To the point "prove that data is complete and consistent" we had to write few python scripts that prove it. They are like litmus tests. One main script was to go through the old collection and check every event presents in the new one and the content also matches. There are nuances for this step also. One such thing was that, from the time it reads from old collection to the time it reads the new collection, there would have been changes in the data and it would say data is not 100% match. When we go and check the particular event that the script says not matching, they would match! But most of the times it used to tell 100% of the data is mirrored.
5. Primary and side effects
Once all of the above steps are done properly and the health scripts are green for a week, we started building confidence in the new collection. But we are not done yet! We just wrote the data to new collection. We still need to start reading from new collection. This is the second phase. Reading from new collection does not mean that we stop writing to old collection. We decided to still write to old collection but as a side effect now. That means, the new collection becomes the primary one. This is the first place where we are altering the write/read behavior on old collection. This was the scariest part I would say. Any mismatch in the data results in so many other things. The data corruption spreads to other data stores.
We did not want to take the risk at that level. We wanted to change the reads in a full controlled manner. We wanted to roll it out incrementally. Kind of A/B. We had put custom logic to roll it out to selected loans so that we can see if there are any issues. We started with one loan, 10%, 50% and later 100%. We kept checking the health scripts still, through out this process to make sure that everything is still in place.

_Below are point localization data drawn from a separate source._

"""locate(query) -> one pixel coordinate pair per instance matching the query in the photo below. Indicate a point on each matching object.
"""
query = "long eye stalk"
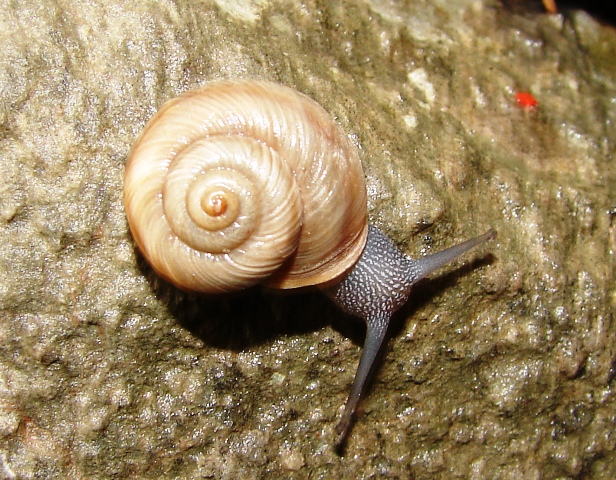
(377, 286)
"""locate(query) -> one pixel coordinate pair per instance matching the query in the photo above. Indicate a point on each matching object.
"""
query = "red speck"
(525, 99)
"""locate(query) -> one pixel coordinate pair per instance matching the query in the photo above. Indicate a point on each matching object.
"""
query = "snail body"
(246, 182)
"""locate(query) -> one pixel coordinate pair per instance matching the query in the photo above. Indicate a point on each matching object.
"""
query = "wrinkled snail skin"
(246, 182)
(378, 285)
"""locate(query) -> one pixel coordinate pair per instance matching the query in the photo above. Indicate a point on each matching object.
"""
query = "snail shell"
(243, 182)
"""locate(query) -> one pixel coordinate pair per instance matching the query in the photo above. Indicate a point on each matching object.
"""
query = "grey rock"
(502, 367)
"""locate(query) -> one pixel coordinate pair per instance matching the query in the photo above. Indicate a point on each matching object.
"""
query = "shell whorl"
(242, 182)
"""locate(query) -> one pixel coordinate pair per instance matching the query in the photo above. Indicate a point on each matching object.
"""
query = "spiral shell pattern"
(243, 182)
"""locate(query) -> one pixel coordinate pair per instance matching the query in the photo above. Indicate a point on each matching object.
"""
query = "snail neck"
(378, 285)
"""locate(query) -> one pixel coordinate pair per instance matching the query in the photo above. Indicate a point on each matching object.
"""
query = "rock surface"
(500, 368)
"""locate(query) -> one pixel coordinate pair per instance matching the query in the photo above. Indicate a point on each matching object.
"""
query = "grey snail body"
(245, 182)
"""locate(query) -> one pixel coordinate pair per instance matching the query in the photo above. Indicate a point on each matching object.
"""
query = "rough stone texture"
(503, 368)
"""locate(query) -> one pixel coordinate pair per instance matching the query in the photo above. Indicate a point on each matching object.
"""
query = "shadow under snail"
(245, 182)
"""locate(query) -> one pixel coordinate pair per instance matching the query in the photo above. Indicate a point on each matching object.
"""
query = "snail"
(243, 182)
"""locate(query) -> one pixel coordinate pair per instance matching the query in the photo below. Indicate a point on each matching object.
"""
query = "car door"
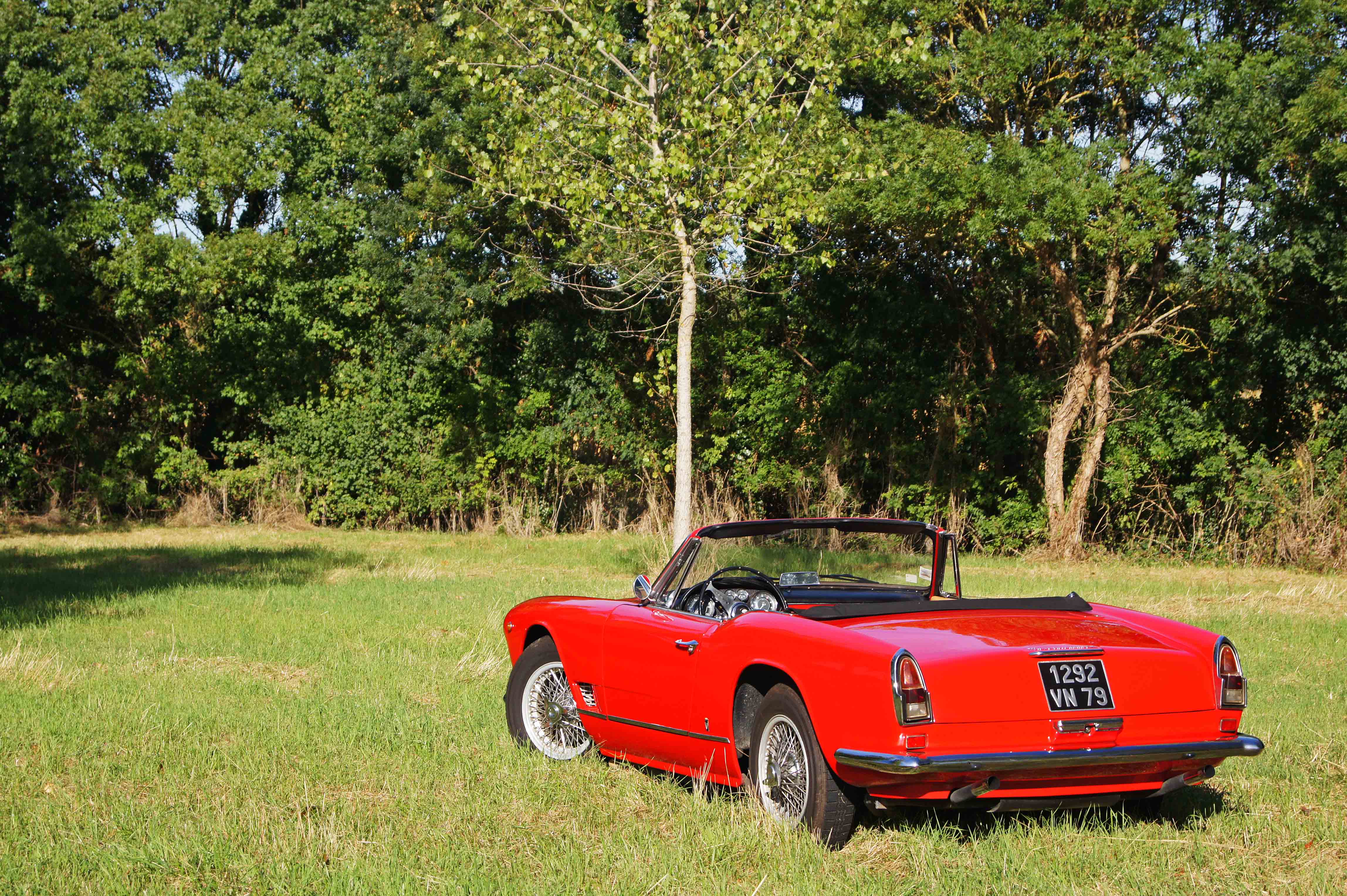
(650, 669)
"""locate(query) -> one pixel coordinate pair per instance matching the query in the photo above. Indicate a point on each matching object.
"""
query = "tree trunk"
(683, 450)
(1065, 418)
(1074, 522)
(1090, 373)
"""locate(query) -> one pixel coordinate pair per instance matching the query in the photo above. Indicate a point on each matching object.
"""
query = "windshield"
(814, 564)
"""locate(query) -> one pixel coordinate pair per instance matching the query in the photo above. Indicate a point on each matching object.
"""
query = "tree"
(1062, 134)
(651, 145)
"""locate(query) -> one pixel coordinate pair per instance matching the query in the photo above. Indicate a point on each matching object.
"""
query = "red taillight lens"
(1233, 691)
(911, 693)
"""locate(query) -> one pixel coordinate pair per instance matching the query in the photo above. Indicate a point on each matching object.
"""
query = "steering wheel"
(755, 574)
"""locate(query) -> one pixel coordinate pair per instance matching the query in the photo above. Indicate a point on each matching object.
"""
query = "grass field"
(251, 711)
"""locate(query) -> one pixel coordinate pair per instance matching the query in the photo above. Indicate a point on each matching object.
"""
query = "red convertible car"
(832, 665)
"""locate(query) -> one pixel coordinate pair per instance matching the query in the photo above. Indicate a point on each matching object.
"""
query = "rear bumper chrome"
(904, 765)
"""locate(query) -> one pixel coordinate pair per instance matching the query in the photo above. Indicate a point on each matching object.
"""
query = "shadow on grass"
(1182, 810)
(96, 582)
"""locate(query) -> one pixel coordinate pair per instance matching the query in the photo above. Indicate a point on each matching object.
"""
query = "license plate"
(1075, 685)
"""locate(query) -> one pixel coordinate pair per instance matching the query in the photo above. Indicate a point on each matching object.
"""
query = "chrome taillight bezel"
(900, 705)
(1222, 680)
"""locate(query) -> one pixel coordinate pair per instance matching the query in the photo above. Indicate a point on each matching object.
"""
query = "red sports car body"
(832, 691)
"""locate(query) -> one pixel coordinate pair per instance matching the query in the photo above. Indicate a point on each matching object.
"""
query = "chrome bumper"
(904, 765)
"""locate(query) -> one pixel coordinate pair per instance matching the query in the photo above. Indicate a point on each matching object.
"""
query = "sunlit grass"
(239, 710)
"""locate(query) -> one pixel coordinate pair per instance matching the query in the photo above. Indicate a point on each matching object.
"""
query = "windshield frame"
(683, 559)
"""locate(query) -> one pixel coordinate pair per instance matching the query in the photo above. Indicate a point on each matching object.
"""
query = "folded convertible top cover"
(1071, 602)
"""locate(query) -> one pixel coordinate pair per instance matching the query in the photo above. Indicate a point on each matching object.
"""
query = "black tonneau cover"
(1071, 602)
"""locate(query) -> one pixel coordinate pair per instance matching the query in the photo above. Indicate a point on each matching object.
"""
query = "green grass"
(252, 711)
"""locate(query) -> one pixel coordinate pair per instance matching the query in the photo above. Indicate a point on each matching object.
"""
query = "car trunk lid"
(984, 665)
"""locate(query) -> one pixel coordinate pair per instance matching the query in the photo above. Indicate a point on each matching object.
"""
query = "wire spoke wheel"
(783, 770)
(550, 716)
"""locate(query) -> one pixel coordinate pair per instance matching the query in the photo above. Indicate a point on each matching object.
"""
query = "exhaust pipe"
(1183, 781)
(973, 792)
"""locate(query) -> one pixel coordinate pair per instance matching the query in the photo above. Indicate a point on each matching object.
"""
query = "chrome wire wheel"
(783, 770)
(550, 718)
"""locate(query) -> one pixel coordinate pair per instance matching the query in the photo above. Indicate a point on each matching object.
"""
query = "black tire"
(830, 805)
(535, 657)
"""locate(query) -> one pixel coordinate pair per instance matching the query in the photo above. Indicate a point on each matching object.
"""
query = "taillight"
(911, 700)
(1233, 689)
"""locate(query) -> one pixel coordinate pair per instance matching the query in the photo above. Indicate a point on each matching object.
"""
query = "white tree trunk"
(683, 450)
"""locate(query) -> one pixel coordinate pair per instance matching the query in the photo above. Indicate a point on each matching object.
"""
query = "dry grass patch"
(285, 675)
(37, 671)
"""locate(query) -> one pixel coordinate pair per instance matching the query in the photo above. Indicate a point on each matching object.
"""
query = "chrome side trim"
(654, 727)
(902, 765)
(1069, 652)
(1069, 726)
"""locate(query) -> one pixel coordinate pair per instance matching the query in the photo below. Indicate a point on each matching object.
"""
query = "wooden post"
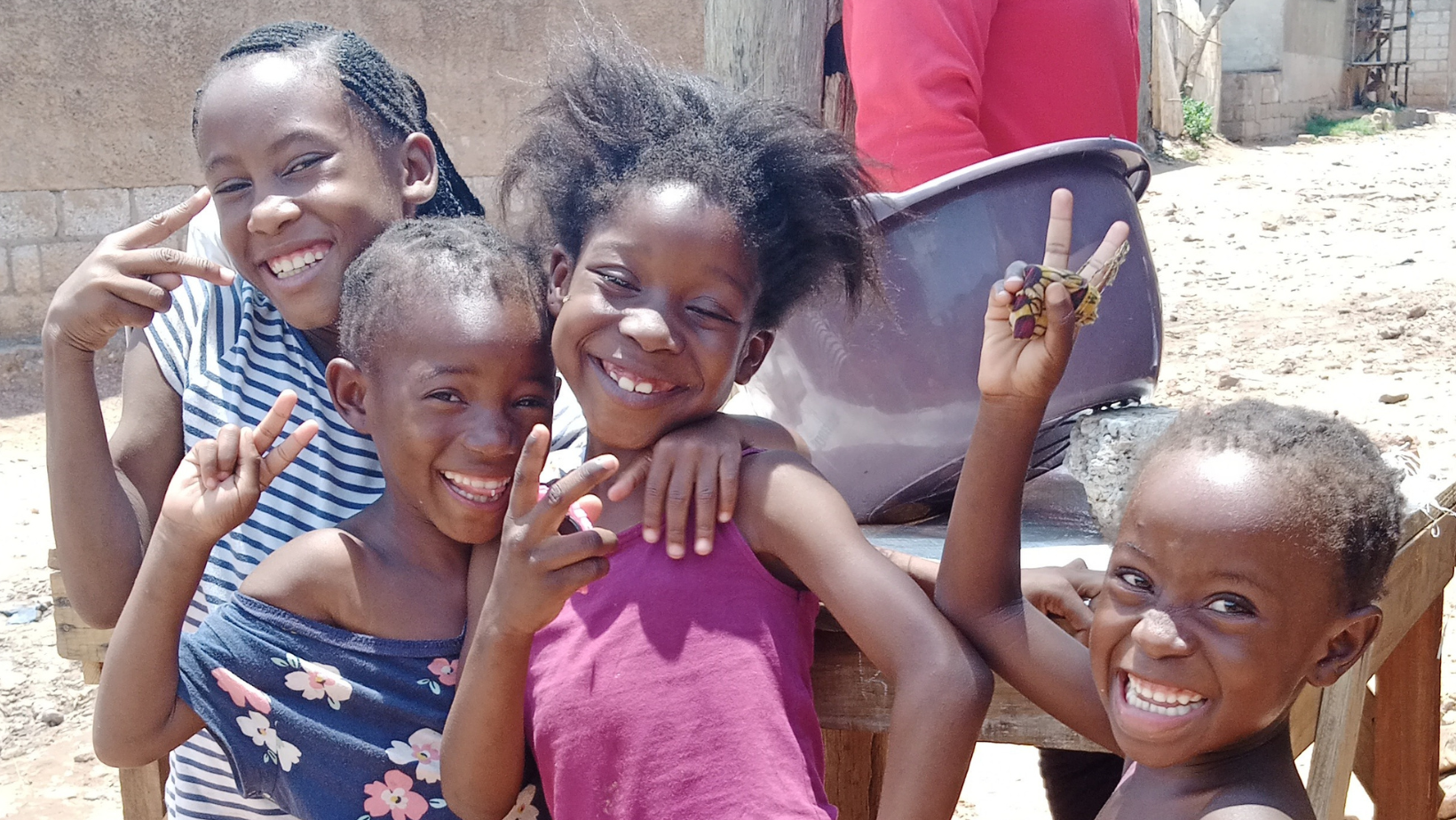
(768, 47)
(1407, 722)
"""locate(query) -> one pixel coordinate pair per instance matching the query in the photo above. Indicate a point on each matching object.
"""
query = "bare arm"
(102, 517)
(138, 714)
(942, 688)
(978, 583)
(484, 752)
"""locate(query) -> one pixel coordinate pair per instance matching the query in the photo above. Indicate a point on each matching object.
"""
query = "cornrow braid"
(391, 101)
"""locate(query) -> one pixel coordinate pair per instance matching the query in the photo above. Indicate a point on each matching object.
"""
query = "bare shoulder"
(312, 576)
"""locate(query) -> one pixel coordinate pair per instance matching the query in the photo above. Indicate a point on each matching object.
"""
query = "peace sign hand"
(218, 483)
(127, 280)
(537, 570)
(1028, 370)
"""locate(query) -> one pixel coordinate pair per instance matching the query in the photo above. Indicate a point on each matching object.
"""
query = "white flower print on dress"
(315, 681)
(424, 749)
(277, 751)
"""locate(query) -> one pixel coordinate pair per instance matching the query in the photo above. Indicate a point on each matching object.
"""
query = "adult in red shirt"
(946, 83)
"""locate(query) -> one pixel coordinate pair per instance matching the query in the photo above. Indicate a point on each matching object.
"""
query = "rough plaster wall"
(100, 93)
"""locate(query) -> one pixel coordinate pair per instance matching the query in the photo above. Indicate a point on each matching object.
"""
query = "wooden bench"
(1389, 742)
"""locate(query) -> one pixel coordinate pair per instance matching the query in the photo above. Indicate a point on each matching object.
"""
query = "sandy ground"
(1317, 274)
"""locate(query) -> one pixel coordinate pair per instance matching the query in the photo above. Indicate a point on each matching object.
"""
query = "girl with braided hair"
(312, 143)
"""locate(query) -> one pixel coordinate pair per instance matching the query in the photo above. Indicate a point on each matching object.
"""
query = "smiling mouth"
(1160, 699)
(289, 265)
(632, 382)
(477, 488)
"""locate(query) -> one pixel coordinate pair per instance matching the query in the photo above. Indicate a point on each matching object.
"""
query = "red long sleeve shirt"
(946, 83)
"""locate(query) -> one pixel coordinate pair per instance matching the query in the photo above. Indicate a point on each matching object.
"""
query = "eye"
(1232, 604)
(614, 280)
(230, 186)
(1133, 579)
(305, 162)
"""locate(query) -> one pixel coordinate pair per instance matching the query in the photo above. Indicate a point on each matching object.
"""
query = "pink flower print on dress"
(242, 692)
(424, 749)
(446, 670)
(316, 681)
(277, 751)
(395, 797)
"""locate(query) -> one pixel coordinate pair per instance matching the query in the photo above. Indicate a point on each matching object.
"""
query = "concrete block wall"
(1257, 106)
(45, 233)
(1431, 82)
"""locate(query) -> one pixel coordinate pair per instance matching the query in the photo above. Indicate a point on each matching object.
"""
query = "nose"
(1156, 633)
(271, 213)
(650, 329)
(491, 436)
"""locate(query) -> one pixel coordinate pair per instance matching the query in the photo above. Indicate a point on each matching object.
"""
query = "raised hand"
(127, 280)
(1028, 370)
(537, 568)
(218, 483)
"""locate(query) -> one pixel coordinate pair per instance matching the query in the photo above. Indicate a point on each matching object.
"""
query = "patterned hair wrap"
(1028, 308)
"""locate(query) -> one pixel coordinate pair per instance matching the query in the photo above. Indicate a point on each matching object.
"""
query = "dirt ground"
(1318, 274)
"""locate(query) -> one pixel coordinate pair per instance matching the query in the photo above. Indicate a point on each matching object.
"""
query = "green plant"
(1321, 125)
(1197, 120)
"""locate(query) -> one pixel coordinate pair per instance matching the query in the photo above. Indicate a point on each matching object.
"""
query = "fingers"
(284, 454)
(1062, 327)
(1059, 231)
(629, 478)
(166, 223)
(168, 263)
(705, 507)
(273, 424)
(529, 474)
(555, 506)
(679, 500)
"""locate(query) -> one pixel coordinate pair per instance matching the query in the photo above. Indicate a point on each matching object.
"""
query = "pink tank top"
(679, 690)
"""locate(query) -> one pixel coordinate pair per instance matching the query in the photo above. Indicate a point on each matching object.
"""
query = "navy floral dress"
(327, 722)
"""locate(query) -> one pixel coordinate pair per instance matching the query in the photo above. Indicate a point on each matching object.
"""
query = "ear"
(558, 267)
(347, 388)
(1347, 641)
(421, 175)
(753, 354)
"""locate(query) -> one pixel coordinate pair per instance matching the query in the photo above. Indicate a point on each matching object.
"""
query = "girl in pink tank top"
(680, 225)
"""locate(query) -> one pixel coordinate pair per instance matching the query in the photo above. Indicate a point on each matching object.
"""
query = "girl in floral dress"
(328, 676)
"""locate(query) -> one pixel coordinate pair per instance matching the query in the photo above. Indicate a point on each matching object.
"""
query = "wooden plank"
(141, 790)
(853, 772)
(75, 638)
(772, 48)
(1407, 722)
(1337, 737)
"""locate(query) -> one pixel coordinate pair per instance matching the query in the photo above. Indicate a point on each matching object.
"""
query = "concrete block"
(59, 259)
(25, 270)
(1105, 452)
(20, 316)
(27, 216)
(149, 201)
(95, 211)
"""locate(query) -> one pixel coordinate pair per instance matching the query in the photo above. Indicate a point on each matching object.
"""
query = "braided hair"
(447, 259)
(616, 122)
(386, 99)
(1349, 494)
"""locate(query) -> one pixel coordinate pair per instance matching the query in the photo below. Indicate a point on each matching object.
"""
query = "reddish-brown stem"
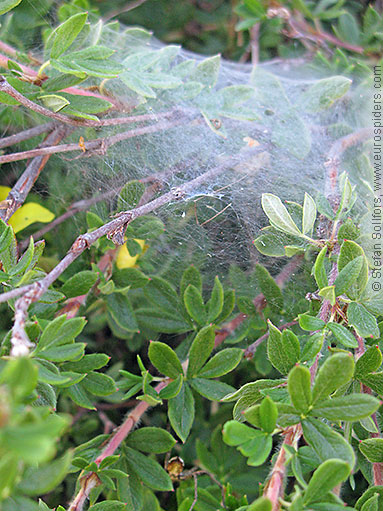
(250, 350)
(20, 190)
(98, 145)
(26, 134)
(260, 303)
(33, 292)
(72, 210)
(8, 89)
(274, 488)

If I am not wrong this step itself took a good 10 days to couple of weeks. We had to take time to make sure that nothing is going wrong.
6. Stop writing to old collection
This is the third phase where we completely stop writing to old collection. I think its been around a month since we finished the last step and as I write this article, we have not stopped writing to old collection yet! We still run the health scripts every now and then and they all seem fine. We are pretty confident of stopping writes to old collection very soon now though. We can still take some time on it as both the reads and writes have already moved to the new collection.
Initially we felt that we are actually doing over engineering with all side effects, health scripts, controlled roll outs, etc. but they are absolutely required when you are dealing with critical data. Without them, you don't know when you screw up the data and it will be nightmare to recover it back. I think in total it took us around 2 months to fully complete this process. Pretty much worth it. This gave us room for risk also!
I need to give credits to Mansha who took over this entire process from scratch across development and monitoring. Hope you enjoyed reading this. Cheers!